When memtable contents exceed a configurable threshold, the memtable data, which includes indexes, is put in a queue to be flushed to disk. You can configure the length of the queue by changing memtable_flush_queue_size in the cassandra.yaml. If the data to be flushed exceeds the queue size, Cassandra blocks writes until the next flush succeeds. You can manually flush a table using the nodetool flush command. Typically, before restarting nodes, flushing the memtable is recommended to reduce commit log replay time. To flush the data, Cassandra sorts memtables by token and then writes the data to disk sequentially.
Data in the commit log is purged after its corresponding data in the memtable is flushed to an SSTable.
Memtables and SSTables are maintained per table. SSTables are immutable, not written to again after the memtable is flushed. Consequently, a partition is typically stored across multiple SSTable files.
For each SSTable, Cassandra creates these structures:
- Partition index
A list of partition keys and the start position of rows in the data file (on disk)
- Partition summary (in memory)
A sample of the partition index.
Periodic compaction is essential to a healthy Cassandra database because Cassandra does not insert/update in place. As inserts/updates occur, instead of overwriting the rows, Cassandra writes a new timestamped version of the inserted or updated data in another SSTable. Cassandra manages the accumulation of SSTables on disk using compaction.
Cassandra also does not delete in place because the SSTable is immutable. Instead, Cassandra marks data to be deleted using a tombstone. Tombstones exist for a configured time period defined by the gc_grace_seconds value set on the table. During compaction, there is a temporary spike in disk space usage and disk I/O because the old and new SSTables co-exist. This diagram depicts the compaction process:
Compaction merges the data in each SSTable data by partition key, selecting the latest data for storage based on its timestamp. Cassandra can merge the data performantly, without random IO, because rows are sorted by partition key within each SSTable. After evicting tombstones and removing deleted data, columns, and rows, the compaction process consolidates SSTables into a single file. The old SSTable files are deleted as soon as any pending reads finish using the files. Disk space occupied by old SSTables becomes available for reuse.
Data input to SSTables is sorted to prevent random I/O during SSTable consolidation. After compaction, Cassandra uses the new consolidated SSTable instead of multiple old SSTables, fulfilling read requests more efficiently than before compaction. The old SSTable files are deleted as soon as any pending reads finish using the files. Disk space occupied by old SSTables becomes available for reuse.
Although no random I/O occurs, compaction can still be a fairly heavyweight operation. During compaction, there is a temporary spike in disk space usage and disk I/O because the old and new SSTables co-exist.

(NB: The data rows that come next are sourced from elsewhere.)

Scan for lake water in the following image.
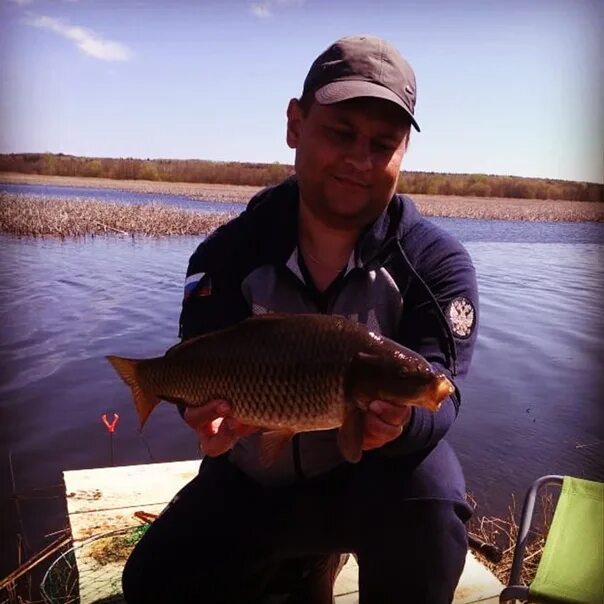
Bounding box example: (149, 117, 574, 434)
(1, 184, 603, 581)
(0, 181, 242, 214)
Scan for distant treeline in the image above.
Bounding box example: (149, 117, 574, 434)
(1, 153, 602, 202)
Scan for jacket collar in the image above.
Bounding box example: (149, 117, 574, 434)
(247, 177, 419, 272)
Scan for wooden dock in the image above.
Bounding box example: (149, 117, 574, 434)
(62, 460, 503, 603)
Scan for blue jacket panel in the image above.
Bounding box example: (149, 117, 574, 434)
(179, 177, 479, 482)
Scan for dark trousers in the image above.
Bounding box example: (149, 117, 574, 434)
(122, 441, 471, 604)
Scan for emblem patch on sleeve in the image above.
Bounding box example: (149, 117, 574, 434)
(446, 297, 476, 339)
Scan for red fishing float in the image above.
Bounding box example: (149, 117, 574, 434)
(101, 412, 120, 433)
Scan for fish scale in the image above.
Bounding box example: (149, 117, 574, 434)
(107, 313, 455, 465)
(146, 318, 354, 428)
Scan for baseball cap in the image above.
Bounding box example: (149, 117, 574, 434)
(302, 35, 420, 132)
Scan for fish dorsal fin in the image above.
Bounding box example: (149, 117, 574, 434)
(337, 405, 365, 463)
(164, 335, 206, 357)
(164, 314, 291, 358)
(248, 312, 290, 320)
(258, 430, 295, 467)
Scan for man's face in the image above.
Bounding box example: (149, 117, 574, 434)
(287, 96, 409, 231)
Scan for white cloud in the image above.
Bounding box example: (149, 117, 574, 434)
(26, 14, 132, 61)
(250, 0, 303, 18)
(7, 0, 34, 6)
(250, 2, 270, 18)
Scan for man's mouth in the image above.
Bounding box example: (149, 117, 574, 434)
(333, 175, 370, 188)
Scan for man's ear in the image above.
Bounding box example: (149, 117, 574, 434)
(286, 98, 303, 149)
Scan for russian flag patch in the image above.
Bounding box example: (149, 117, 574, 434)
(184, 272, 212, 299)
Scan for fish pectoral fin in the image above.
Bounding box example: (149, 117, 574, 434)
(337, 405, 365, 464)
(159, 395, 187, 407)
(258, 430, 295, 467)
(106, 356, 159, 429)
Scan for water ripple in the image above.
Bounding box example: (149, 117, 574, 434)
(0, 226, 603, 565)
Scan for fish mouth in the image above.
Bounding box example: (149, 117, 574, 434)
(433, 376, 455, 408)
(406, 376, 455, 412)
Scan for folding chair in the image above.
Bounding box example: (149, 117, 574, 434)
(500, 475, 604, 603)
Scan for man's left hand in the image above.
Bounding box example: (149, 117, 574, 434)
(362, 400, 412, 450)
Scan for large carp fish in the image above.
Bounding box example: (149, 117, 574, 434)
(107, 313, 454, 465)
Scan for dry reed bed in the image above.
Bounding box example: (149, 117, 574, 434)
(413, 194, 604, 222)
(2, 172, 603, 222)
(1, 191, 602, 240)
(0, 194, 232, 237)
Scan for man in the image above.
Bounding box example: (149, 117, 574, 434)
(123, 35, 479, 603)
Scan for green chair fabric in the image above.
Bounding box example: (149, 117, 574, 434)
(529, 477, 604, 603)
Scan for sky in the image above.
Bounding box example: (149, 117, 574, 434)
(0, 0, 602, 184)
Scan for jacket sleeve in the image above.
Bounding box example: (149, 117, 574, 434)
(179, 218, 253, 341)
(379, 230, 479, 457)
(176, 226, 252, 417)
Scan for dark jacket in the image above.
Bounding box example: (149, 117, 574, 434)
(179, 177, 479, 484)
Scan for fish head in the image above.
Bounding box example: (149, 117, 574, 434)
(354, 347, 455, 412)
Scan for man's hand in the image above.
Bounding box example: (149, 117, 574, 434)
(184, 401, 257, 457)
(362, 400, 412, 450)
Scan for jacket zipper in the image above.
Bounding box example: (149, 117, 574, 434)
(291, 268, 355, 480)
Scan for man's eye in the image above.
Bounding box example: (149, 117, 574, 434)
(326, 127, 352, 141)
(373, 141, 397, 153)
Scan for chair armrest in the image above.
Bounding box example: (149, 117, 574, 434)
(506, 475, 564, 587)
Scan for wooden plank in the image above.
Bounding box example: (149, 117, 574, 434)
(454, 553, 504, 603)
(333, 551, 503, 603)
(64, 460, 200, 541)
(63, 460, 200, 604)
(63, 460, 503, 603)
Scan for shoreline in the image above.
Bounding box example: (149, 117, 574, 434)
(0, 172, 259, 203)
(1, 171, 602, 223)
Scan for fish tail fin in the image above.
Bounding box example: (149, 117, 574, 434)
(106, 356, 160, 429)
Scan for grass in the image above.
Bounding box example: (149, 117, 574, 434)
(1, 189, 603, 239)
(1, 496, 555, 603)
(467, 492, 555, 586)
(88, 525, 149, 566)
(0, 193, 232, 237)
(2, 172, 603, 225)
(412, 193, 604, 222)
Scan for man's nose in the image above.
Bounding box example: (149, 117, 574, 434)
(344, 137, 372, 171)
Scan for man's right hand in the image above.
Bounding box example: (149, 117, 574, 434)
(184, 401, 257, 457)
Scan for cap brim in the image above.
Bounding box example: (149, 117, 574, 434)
(314, 80, 420, 132)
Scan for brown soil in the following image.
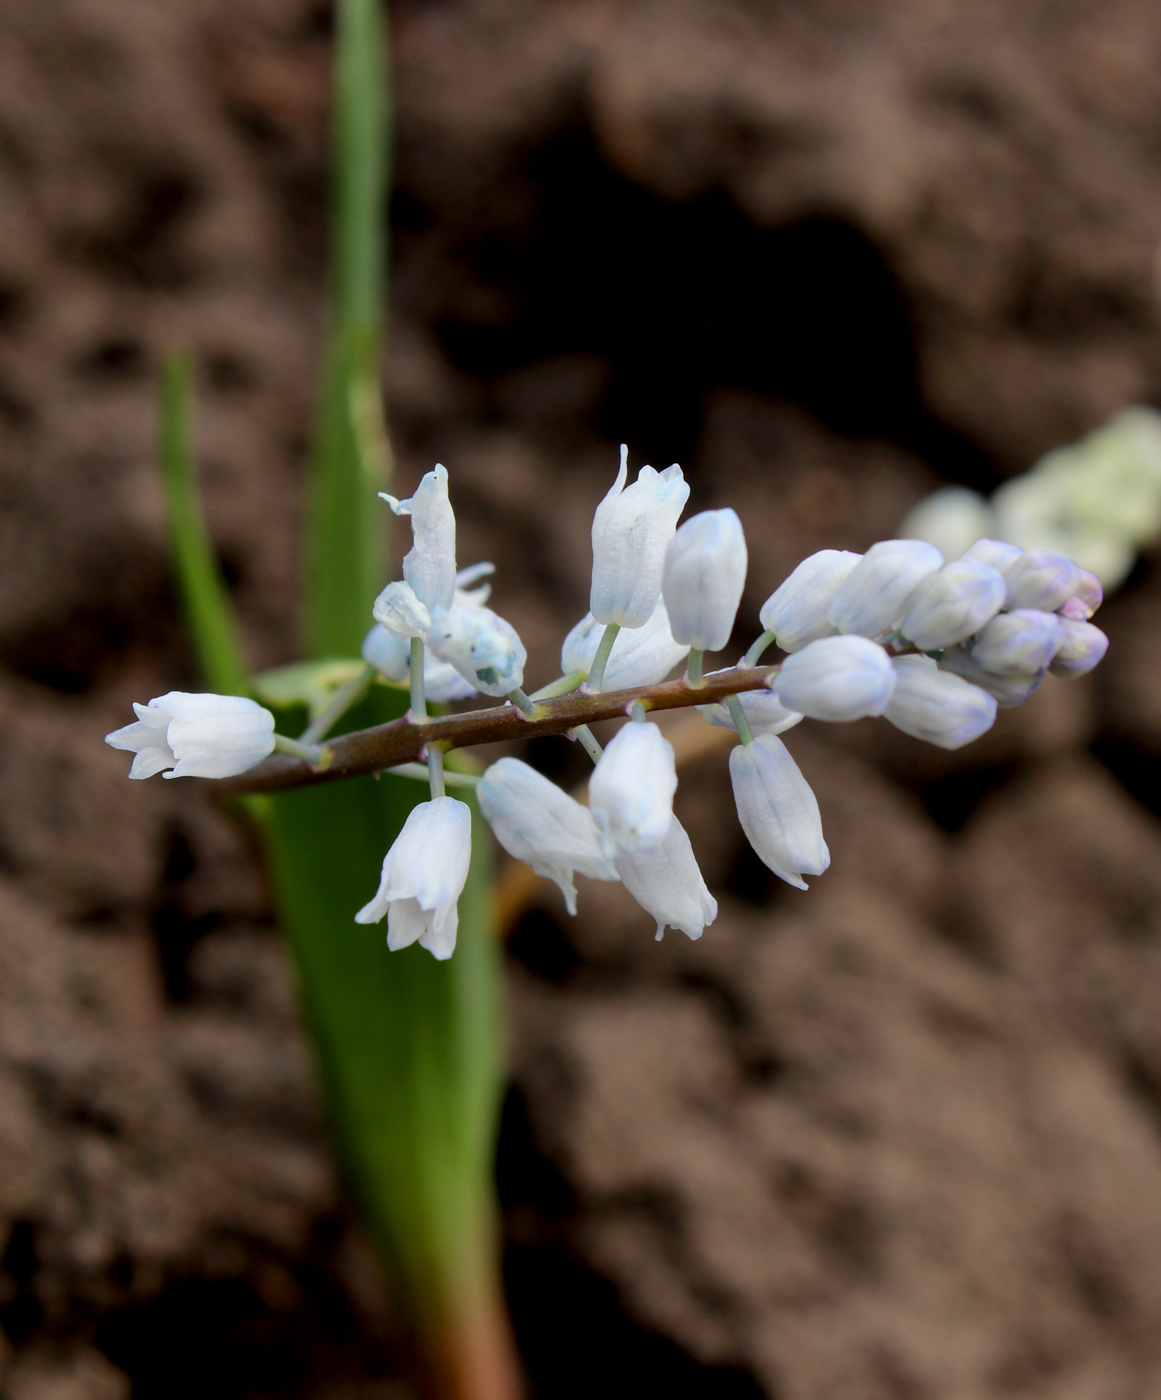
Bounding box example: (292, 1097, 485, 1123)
(3, 0, 1161, 1396)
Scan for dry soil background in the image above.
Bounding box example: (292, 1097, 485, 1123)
(4, 1, 1161, 1397)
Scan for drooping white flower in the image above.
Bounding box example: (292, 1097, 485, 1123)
(758, 549, 862, 652)
(361, 625, 477, 703)
(698, 689, 803, 738)
(883, 655, 998, 749)
(426, 601, 527, 697)
(772, 635, 896, 721)
(1002, 548, 1082, 613)
(969, 609, 1062, 675)
(588, 720, 677, 858)
(477, 758, 616, 915)
(826, 539, 944, 637)
(661, 508, 747, 651)
(381, 464, 457, 614)
(105, 692, 275, 780)
(616, 817, 718, 941)
(590, 449, 690, 628)
(1048, 619, 1109, 677)
(354, 795, 471, 960)
(371, 580, 431, 639)
(938, 646, 1045, 708)
(900, 557, 1007, 651)
(729, 734, 829, 890)
(561, 598, 689, 689)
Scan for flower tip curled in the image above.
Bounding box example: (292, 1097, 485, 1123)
(105, 692, 275, 780)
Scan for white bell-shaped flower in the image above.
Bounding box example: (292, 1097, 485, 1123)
(883, 656, 997, 749)
(361, 625, 477, 703)
(900, 557, 1006, 650)
(381, 464, 457, 614)
(561, 598, 689, 689)
(588, 720, 677, 858)
(826, 539, 944, 637)
(729, 734, 829, 890)
(590, 449, 690, 628)
(661, 508, 747, 651)
(106, 692, 275, 780)
(698, 689, 803, 738)
(1048, 619, 1109, 677)
(477, 758, 616, 916)
(616, 816, 718, 941)
(969, 609, 1062, 675)
(371, 580, 431, 639)
(1002, 548, 1082, 612)
(772, 635, 896, 721)
(354, 795, 471, 961)
(938, 646, 1045, 708)
(962, 537, 1026, 575)
(426, 601, 527, 697)
(758, 549, 862, 652)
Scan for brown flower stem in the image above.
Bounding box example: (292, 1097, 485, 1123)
(221, 662, 781, 797)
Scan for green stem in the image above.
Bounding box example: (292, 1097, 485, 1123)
(386, 762, 478, 788)
(274, 733, 331, 766)
(301, 662, 376, 744)
(744, 629, 777, 668)
(427, 746, 445, 798)
(410, 637, 427, 721)
(573, 724, 604, 764)
(530, 670, 587, 701)
(506, 687, 538, 718)
(686, 648, 704, 685)
(587, 623, 621, 693)
(726, 695, 755, 745)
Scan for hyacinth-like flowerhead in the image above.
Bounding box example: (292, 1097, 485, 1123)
(1049, 618, 1109, 677)
(615, 816, 718, 941)
(938, 645, 1045, 708)
(883, 656, 997, 750)
(477, 758, 616, 916)
(900, 557, 1007, 651)
(773, 634, 896, 721)
(106, 692, 275, 780)
(381, 464, 457, 614)
(698, 689, 803, 738)
(371, 580, 432, 639)
(729, 734, 829, 890)
(826, 539, 944, 638)
(588, 720, 677, 858)
(758, 549, 862, 652)
(661, 508, 747, 652)
(561, 598, 689, 689)
(426, 601, 527, 697)
(590, 448, 690, 628)
(354, 795, 472, 960)
(969, 608, 1062, 675)
(361, 625, 477, 703)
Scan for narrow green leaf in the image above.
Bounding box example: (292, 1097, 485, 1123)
(159, 351, 249, 696)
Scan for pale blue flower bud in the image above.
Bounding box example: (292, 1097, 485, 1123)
(883, 656, 997, 749)
(758, 549, 862, 652)
(1059, 569, 1103, 621)
(969, 608, 1062, 675)
(427, 601, 527, 697)
(615, 817, 718, 941)
(361, 625, 477, 702)
(561, 599, 689, 689)
(381, 464, 457, 613)
(590, 450, 690, 628)
(1002, 548, 1082, 612)
(371, 580, 431, 639)
(661, 508, 747, 651)
(773, 635, 896, 721)
(698, 690, 803, 738)
(106, 692, 275, 780)
(589, 720, 677, 858)
(937, 646, 1044, 708)
(900, 557, 1006, 650)
(354, 795, 472, 960)
(1048, 619, 1109, 678)
(962, 538, 1026, 574)
(477, 758, 616, 916)
(729, 734, 829, 890)
(826, 539, 944, 637)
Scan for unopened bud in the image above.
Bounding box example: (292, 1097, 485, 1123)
(962, 538, 1025, 575)
(589, 721, 677, 858)
(1002, 549, 1082, 612)
(662, 508, 747, 651)
(900, 557, 1006, 650)
(773, 635, 896, 721)
(884, 656, 997, 749)
(729, 734, 829, 890)
(1048, 619, 1109, 678)
(969, 609, 1062, 675)
(1059, 569, 1103, 621)
(826, 539, 943, 637)
(758, 549, 862, 652)
(938, 646, 1044, 708)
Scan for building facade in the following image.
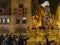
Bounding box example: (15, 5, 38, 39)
(0, 0, 32, 33)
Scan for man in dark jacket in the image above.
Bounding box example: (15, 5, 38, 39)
(49, 40, 56, 45)
(18, 34, 24, 45)
(18, 34, 29, 45)
(0, 33, 4, 45)
(46, 35, 50, 45)
(6, 34, 13, 45)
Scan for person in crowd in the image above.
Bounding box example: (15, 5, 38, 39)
(0, 33, 4, 45)
(46, 35, 49, 45)
(38, 42, 42, 45)
(13, 35, 18, 45)
(39, 23, 46, 30)
(18, 34, 25, 45)
(45, 24, 49, 30)
(6, 34, 14, 45)
(18, 34, 29, 45)
(4, 34, 9, 45)
(23, 35, 30, 45)
(49, 40, 56, 45)
(32, 25, 37, 30)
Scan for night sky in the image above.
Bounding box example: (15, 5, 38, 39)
(38, 0, 60, 14)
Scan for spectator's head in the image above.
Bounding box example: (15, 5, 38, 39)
(0, 33, 4, 37)
(19, 33, 22, 37)
(50, 40, 56, 45)
(51, 14, 55, 19)
(5, 34, 9, 37)
(39, 41, 42, 45)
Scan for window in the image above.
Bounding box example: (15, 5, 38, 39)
(6, 18, 10, 23)
(0, 0, 11, 8)
(32, 0, 37, 16)
(22, 17, 27, 24)
(0, 18, 10, 24)
(0, 9, 3, 13)
(18, 8, 23, 16)
(16, 19, 20, 24)
(18, 4, 23, 16)
(19, 4, 23, 8)
(3, 18, 5, 23)
(22, 20, 27, 24)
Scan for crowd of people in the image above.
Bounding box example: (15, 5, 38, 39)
(0, 33, 57, 45)
(0, 33, 29, 45)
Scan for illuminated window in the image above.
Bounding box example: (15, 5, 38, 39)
(6, 18, 9, 23)
(22, 17, 27, 24)
(3, 18, 5, 23)
(0, 18, 10, 24)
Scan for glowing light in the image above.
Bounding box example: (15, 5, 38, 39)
(22, 17, 27, 20)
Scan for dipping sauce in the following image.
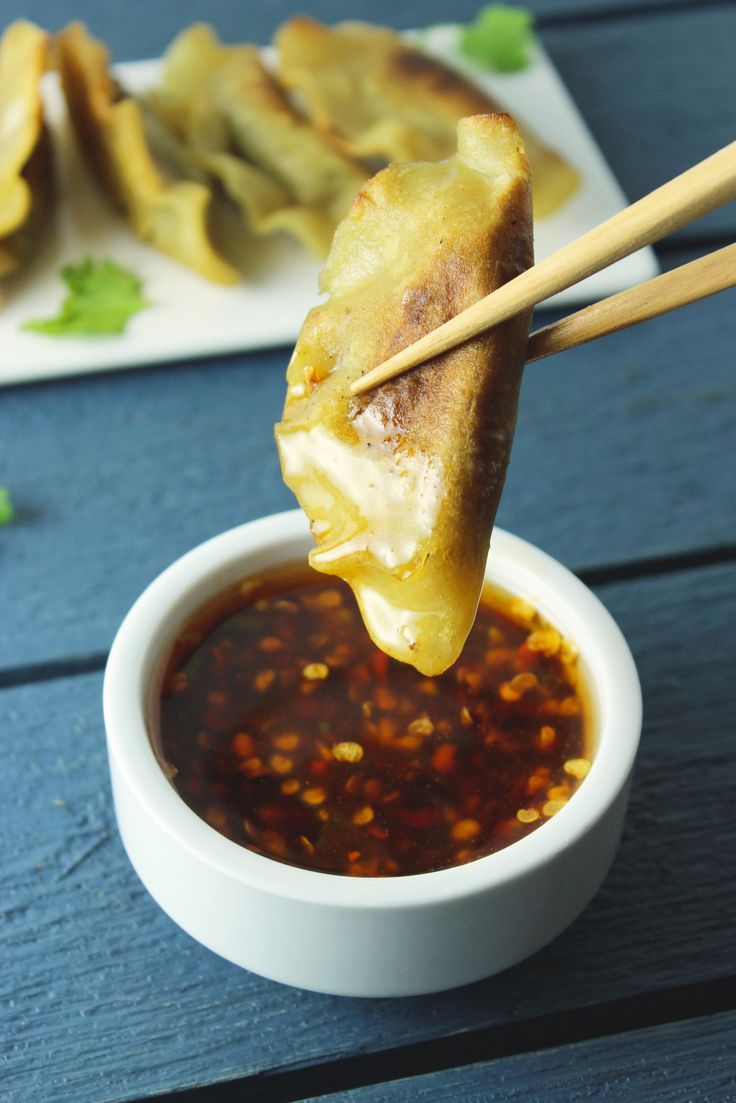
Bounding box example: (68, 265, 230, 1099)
(157, 564, 591, 877)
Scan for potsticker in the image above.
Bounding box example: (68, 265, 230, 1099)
(152, 24, 366, 257)
(55, 23, 237, 283)
(276, 114, 533, 676)
(276, 16, 579, 219)
(0, 21, 52, 279)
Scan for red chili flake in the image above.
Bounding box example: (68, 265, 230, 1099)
(402, 808, 434, 829)
(257, 805, 284, 826)
(347, 850, 362, 863)
(371, 651, 389, 678)
(369, 824, 389, 841)
(345, 774, 362, 795)
(516, 642, 541, 670)
(432, 743, 456, 773)
(308, 759, 328, 776)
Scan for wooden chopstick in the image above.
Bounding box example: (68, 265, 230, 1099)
(526, 243, 736, 363)
(351, 141, 736, 395)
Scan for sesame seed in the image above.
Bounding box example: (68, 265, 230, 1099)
(302, 787, 327, 805)
(539, 725, 557, 748)
(543, 799, 568, 817)
(205, 807, 227, 832)
(274, 733, 300, 751)
(313, 589, 343, 609)
(526, 629, 561, 656)
(270, 754, 293, 775)
(559, 696, 581, 716)
(332, 741, 364, 763)
(564, 758, 591, 779)
(303, 662, 329, 681)
(510, 672, 538, 693)
(510, 598, 536, 622)
(408, 715, 434, 736)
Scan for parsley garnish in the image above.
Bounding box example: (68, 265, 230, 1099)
(23, 258, 150, 337)
(460, 5, 535, 73)
(0, 487, 14, 526)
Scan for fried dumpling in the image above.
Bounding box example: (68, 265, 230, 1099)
(152, 24, 367, 257)
(276, 114, 533, 676)
(207, 47, 367, 256)
(276, 16, 579, 219)
(0, 21, 51, 279)
(147, 26, 292, 236)
(55, 23, 237, 283)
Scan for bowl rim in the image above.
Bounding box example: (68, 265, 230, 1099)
(103, 509, 641, 910)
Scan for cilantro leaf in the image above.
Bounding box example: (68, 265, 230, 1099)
(461, 5, 535, 73)
(23, 258, 150, 337)
(0, 487, 14, 526)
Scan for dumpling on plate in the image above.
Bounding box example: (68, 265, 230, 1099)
(55, 22, 237, 283)
(143, 28, 290, 245)
(275, 113, 533, 676)
(276, 16, 579, 219)
(0, 21, 52, 279)
(150, 24, 368, 258)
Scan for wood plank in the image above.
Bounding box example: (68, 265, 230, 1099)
(2, 1, 697, 59)
(542, 6, 736, 242)
(302, 1012, 736, 1103)
(2, 563, 734, 1102)
(2, 248, 734, 668)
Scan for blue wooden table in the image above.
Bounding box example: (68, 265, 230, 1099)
(2, 2, 735, 1100)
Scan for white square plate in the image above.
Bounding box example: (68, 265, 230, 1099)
(0, 27, 658, 386)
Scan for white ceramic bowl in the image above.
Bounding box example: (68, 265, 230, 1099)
(103, 510, 641, 997)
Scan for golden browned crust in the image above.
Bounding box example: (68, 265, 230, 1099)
(148, 23, 366, 257)
(388, 46, 498, 113)
(276, 113, 533, 675)
(55, 22, 238, 283)
(276, 16, 580, 218)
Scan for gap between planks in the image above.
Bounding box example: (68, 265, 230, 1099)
(535, 0, 735, 30)
(1, 543, 736, 692)
(654, 232, 735, 256)
(125, 975, 736, 1103)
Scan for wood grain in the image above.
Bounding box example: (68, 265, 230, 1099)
(2, 563, 734, 1102)
(3, 257, 734, 669)
(301, 1012, 736, 1102)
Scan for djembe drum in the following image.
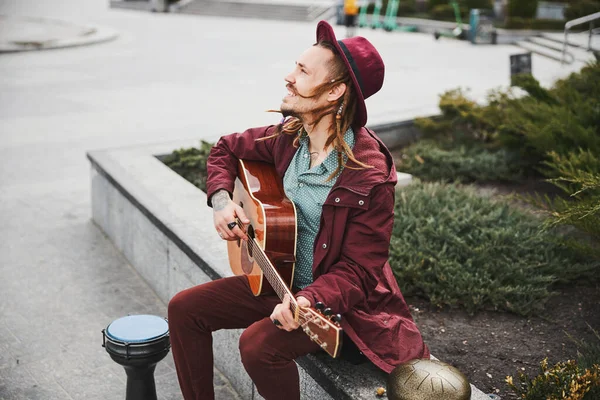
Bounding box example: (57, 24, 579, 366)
(102, 314, 170, 400)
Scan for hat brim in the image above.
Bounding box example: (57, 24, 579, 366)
(316, 21, 367, 128)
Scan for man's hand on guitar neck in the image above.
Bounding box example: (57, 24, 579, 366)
(212, 190, 249, 241)
(271, 294, 311, 332)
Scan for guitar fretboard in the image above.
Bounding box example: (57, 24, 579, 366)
(246, 237, 299, 316)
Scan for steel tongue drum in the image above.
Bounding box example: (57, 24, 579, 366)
(387, 359, 471, 400)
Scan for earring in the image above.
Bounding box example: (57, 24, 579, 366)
(336, 103, 344, 121)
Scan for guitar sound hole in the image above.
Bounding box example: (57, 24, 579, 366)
(240, 224, 255, 275)
(236, 202, 245, 249)
(247, 225, 255, 258)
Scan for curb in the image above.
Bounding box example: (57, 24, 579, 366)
(0, 15, 119, 53)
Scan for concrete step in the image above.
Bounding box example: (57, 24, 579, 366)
(178, 0, 332, 22)
(516, 39, 569, 63)
(528, 35, 596, 63)
(540, 31, 600, 51)
(110, 0, 151, 11)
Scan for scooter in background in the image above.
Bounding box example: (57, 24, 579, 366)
(433, 1, 467, 40)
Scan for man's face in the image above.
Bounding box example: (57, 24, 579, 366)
(281, 45, 334, 120)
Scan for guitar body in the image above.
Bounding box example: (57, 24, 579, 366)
(226, 160, 343, 358)
(227, 160, 297, 296)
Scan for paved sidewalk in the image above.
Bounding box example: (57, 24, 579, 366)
(0, 1, 590, 398)
(0, 15, 118, 53)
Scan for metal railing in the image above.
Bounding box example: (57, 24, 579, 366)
(562, 11, 600, 64)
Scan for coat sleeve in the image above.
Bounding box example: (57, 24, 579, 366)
(296, 182, 395, 314)
(205, 125, 279, 207)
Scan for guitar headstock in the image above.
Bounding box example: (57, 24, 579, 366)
(299, 304, 343, 358)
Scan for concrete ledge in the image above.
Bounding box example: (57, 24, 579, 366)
(87, 133, 491, 400)
(372, 118, 427, 149)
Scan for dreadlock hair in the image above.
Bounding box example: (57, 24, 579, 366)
(262, 40, 372, 181)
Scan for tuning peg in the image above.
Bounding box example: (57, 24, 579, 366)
(331, 314, 342, 323)
(323, 308, 332, 316)
(315, 302, 325, 311)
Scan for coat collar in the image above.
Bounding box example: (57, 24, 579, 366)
(332, 127, 397, 196)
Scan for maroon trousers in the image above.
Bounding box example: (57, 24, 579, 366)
(168, 276, 321, 400)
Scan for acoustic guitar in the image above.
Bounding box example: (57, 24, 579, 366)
(227, 159, 343, 358)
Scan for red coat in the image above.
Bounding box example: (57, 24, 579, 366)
(206, 125, 430, 373)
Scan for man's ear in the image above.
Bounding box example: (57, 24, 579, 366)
(327, 83, 346, 102)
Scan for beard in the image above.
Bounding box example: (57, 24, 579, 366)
(279, 86, 334, 124)
(280, 103, 300, 119)
(281, 83, 319, 119)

To minimize deteriorating read speed, compaction runs in the background.
- Throttles compaction I/O to compaction_throughput_mb_per_sec (default 16MB/s).
- Requests that the operating system pull newly compacted partitions into the page cache when the key cache indicates that the compacted partition is hot for recent reads.
You can configure these types of compaction to run periodically: SizeTieredCompactionStrategy, DateTieredCompactionStrategy (Cassandra 2.0.11), and LeveledCompactionStrategy.
SizeTieredCompactionStrategy is designed for write-intensive workloads, DateTieredCompactionStrategy for time-series and expiring data, and LeveledCompactionStrategy for read-intensive workloads. You can manually start compaction using the nodetool compact command.